ThomasDickey / original-mawk

bug-reports for mawk (originally on GoogleCode)
http://invisible-island.net/mawk/mawk.html
17 stars 2 forks source link

buffer overread in scan.c with `mawk -f <large file>` #77

Closed jcowgill closed 2 weeks ago

jcowgill commented 3 months ago

If you compile mawk with clang and CFLAGS=-fsanitize=memory LDFLAGS=-fsanitize=memory, then mawk errors out when you do this:

# Create an 8K file filled with newlines
$ yes '' | head -c 8192 > test-file.awk
$ ./mawk -f ./test-file.awk
==1809148==WARNING: MemorySanitizer: use-of-uninitialized-value
    #0 0x5627a6c1ab64 in eat_nl /tmp/mawk-snapshots/scan.c:283:28
    #1 0x5627a6c1a3d7 in scan_init /tmp/mawk-snapshots/scan.c:141:5
    #2 0x5627a6c58230 in process_cmdline /tmp/mawk-snapshots/init.c:678:2
    #3 0x5627a6c55978 in initialize /tmp/mawk-snapshots/init.c:757:5
    #4 0x5627a6c2967d in main /tmp/mawk-snapshots/main.c:47:5
    #5 0x7fd2dfc016c9 in __libc_start_call_main csu/../sysdeps/nptl/libc_start_call_main.h:58:16
    #6 0x7fd2dfc01784 in __libc_start_main csu/../csu/libc-start.c:360:3
    #7 0x5627a6b79460 in _start (/tmp/mawk-snapshots/mawk+0x1f460) (BuildId: eae046c11f8fd6dfba6206353fdca87929bcc692)

SUMMARY: MemorySanitizer: use-of-uninitialized-value /tmp/mawk-snapshots/scan.c:283:28 in eat_nl
Exiting

I think this started happening after the fix for https://github.com/ThomasDickey/original-mawk/issues/71 went in.
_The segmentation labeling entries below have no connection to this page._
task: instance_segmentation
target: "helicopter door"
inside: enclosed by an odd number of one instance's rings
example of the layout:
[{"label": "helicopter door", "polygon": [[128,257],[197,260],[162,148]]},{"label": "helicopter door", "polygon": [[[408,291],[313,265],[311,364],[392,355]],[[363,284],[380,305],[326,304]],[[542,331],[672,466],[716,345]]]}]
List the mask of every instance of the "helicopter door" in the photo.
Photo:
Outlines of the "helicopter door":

In the code path for the -f option involving scan_init and scan_fillbuff, nobody clears the final buffer byte to zero anymore for input files over 4096 bytes. The null terminator is only added for the final 4k chunk.
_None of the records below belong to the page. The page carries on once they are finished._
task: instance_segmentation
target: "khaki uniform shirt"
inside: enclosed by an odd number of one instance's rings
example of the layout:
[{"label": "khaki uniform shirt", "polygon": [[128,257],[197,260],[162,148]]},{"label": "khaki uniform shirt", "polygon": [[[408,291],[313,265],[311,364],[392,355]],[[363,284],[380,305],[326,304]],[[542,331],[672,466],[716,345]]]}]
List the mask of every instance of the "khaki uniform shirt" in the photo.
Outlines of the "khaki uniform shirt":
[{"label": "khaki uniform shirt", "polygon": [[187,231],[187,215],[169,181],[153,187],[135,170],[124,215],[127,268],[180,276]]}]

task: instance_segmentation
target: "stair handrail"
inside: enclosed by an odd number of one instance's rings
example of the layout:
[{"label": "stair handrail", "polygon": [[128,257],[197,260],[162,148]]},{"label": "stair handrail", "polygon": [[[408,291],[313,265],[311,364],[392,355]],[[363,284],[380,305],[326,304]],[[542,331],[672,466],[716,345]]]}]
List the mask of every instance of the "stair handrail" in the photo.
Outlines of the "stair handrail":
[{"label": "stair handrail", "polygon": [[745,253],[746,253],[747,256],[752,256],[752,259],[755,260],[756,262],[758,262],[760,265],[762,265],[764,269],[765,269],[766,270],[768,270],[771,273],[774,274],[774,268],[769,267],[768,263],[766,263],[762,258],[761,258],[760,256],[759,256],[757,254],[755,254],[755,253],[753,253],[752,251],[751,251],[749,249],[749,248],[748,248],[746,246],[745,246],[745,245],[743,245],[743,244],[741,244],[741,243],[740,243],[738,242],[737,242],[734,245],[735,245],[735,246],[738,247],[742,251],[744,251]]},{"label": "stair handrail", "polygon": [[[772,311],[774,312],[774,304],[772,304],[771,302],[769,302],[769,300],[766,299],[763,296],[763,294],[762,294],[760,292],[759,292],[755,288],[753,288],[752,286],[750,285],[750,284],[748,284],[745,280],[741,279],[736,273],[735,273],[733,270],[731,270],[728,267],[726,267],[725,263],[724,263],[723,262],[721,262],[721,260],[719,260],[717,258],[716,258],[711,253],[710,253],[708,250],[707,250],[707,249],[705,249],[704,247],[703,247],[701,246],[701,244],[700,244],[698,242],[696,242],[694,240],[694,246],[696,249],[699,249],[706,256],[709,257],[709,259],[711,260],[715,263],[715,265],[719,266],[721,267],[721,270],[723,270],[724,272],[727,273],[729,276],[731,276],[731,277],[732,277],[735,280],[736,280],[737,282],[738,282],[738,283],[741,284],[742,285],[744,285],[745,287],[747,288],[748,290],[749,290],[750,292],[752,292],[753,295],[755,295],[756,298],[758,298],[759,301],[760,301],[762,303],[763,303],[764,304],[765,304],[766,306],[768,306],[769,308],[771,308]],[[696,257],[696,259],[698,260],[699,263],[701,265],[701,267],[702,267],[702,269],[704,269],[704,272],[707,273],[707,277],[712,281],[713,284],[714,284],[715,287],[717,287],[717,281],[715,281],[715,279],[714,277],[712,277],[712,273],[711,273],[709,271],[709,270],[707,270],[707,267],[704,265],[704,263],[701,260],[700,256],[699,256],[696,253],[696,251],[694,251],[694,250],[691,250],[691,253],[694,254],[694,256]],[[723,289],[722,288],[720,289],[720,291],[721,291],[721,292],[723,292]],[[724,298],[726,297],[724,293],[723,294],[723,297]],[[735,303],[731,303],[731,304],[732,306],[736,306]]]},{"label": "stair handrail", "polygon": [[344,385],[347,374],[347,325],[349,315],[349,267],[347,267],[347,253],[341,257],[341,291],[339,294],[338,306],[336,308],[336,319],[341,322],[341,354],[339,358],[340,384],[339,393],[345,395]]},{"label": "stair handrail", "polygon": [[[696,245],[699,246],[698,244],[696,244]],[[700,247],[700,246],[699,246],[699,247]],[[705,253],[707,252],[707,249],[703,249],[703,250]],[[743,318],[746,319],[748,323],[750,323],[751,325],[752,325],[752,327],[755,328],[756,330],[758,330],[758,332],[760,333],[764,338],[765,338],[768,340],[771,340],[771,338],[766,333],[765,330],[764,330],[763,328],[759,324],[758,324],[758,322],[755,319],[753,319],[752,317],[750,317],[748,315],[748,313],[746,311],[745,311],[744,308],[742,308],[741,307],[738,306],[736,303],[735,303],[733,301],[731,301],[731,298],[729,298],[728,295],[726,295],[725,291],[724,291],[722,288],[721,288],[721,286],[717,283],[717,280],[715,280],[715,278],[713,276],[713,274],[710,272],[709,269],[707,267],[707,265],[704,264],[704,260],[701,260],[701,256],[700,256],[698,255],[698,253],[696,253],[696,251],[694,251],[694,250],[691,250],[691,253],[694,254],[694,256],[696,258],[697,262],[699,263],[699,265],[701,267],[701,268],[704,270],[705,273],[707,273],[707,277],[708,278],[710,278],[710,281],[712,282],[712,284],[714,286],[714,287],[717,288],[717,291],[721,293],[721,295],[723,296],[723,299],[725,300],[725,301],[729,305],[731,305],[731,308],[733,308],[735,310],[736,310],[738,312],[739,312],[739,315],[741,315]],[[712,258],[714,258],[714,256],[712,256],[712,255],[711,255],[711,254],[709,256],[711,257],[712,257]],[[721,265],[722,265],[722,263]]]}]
This change fixes this bug for me:

--- a/scan.c
+++ b/scan.c
@@ -213,6 +213,8 @@ scan_fillbuff(void)
        /* make sure eof is terminated */
        buffer[r] = '\n';
        buffer[r + 1] = 0;
+    } else {
+       buffer[r] = 0;
     }
 }

I originally ran into this trying to compile ncurses and getting some very strange mawk errors. It turns out I had GLIBC_TUNABLES=glibc.malloc.perturb=42 in my environment which was causing glibc malloc to randomize its returned memory and triggering this bug. You might also be able to reproduce something with that set.

I am using 20240123 on Debian unstable.

ThomasDickey commented 3 months ago

thanks - I can reproduce the issue with valgrind, and with that change don't see any problem with that testcase or my usual regression tests.

ThomasDickey commented 2 weeks ago

https://invisible-island.net/mawk/CHANGES.html#t20240622